Nonmodular approaches see learning as a general process irrespective of object. For example, in this perspective, such processes as hypothesis testing, generalization, analogy automatization, and so on, apply equally to any learning task – linguistic or otherwise (McLaughlin, 1987). A very antimodular approach to language learning is taken by advocates of connectionist models (e.g., Rumelhart, McClelland, & the PDP Research Group, 1986). Connectionists do away with rules, structures, and so on, and instead see learning as the relative strengthening or spreading activation of associations, or connections, between interconnected units or nodes. Reference Candlin, C. N. (Ed.) (1994). Second Language Learning: Theoretical Foundations. Longman. Romaine, S (1996). Logical and Developmental Problems. In Ritchie, W. C. & Bhatia, T. K. (Eds.), Handbook of Second Language Acquisition (pp. 571-604). Academic Press.

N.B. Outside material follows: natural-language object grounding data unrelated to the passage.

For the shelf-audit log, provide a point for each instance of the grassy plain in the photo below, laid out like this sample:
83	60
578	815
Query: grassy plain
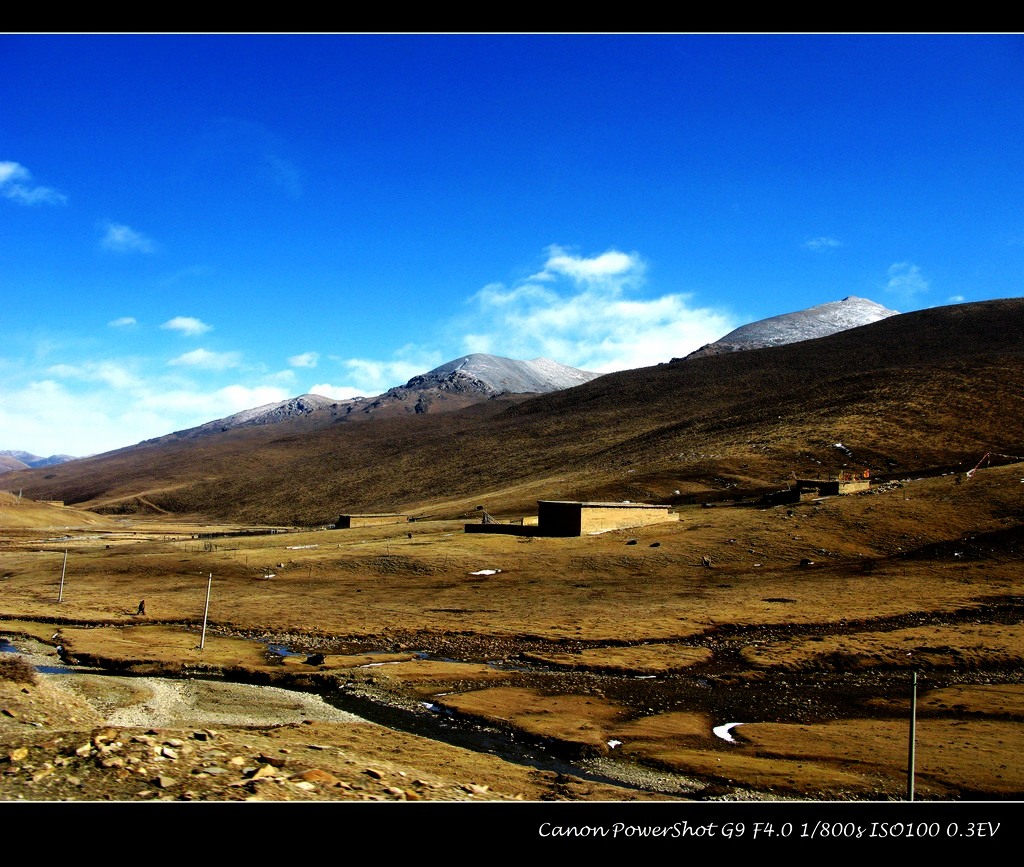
621	646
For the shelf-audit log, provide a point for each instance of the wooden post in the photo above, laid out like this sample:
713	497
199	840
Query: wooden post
913	714
209	583
64	569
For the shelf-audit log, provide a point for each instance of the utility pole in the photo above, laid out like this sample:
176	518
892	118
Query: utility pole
209	583
64	569
913	714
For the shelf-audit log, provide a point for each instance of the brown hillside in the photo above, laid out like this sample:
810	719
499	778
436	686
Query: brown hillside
937	388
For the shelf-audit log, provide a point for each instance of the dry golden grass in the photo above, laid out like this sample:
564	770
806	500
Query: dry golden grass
610	641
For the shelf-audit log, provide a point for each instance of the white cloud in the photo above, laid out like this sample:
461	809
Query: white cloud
340	392
15	184
823	243
188	326
623	268
207	359
582	315
109	373
906	280
121	239
305	359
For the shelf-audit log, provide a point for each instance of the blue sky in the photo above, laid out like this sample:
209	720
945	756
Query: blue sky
196	224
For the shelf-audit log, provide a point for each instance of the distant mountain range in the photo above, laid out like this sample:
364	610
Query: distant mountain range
820	320
11	460
452	386
470	379
930	391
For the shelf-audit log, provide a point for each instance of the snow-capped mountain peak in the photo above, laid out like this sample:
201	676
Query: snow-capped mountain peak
820	320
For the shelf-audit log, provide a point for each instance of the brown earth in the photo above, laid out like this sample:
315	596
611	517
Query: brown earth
611	657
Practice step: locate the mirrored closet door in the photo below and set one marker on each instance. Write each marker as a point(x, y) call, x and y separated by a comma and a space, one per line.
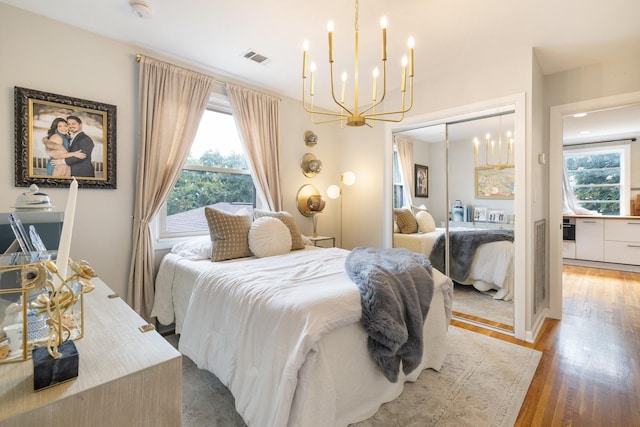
point(465, 213)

10. Acculturation Second language learning is often second culture learning. In order to understand just what second culture learning, one needs to understand the nature of acculturation. Acculturation refers to the process of becoming adapted to a new culture (Brown, 1994). Cook (2001) defines that acculturation refers to the ways in which second language users adapt to life with two languages. According to Brown (1994), there are successive stages of acculturation. He says the first stage is the period of excitement and euphoria over the neswness of the surroundings. The second stage – culture shock – emerges as individuals feel the intrusion of more and more cultural differences into their own images of self and security. Persons undergoing culture shock view their new world out of resentment and alternate between being angry at others for not understanding them and being filled with self-pity. The third stage is one of gradual, and at first tentative and vacillating, recovery. This stage is called cultural stress, some problems of acculturation are solved while other problems continue for some time (Larson and smalley, 1972). In this stage, individuals begin to accept the differences in thinking and feeling second culture. The fourth stage represents near or full recover, either assimilation or adaptation, acceptance of the new culture and self-confidence in the “new ” person that has developed in this culture. 27

Reference Brown, H. D. (1994). Principles of Language Learning and Teaching. Prentice Hall.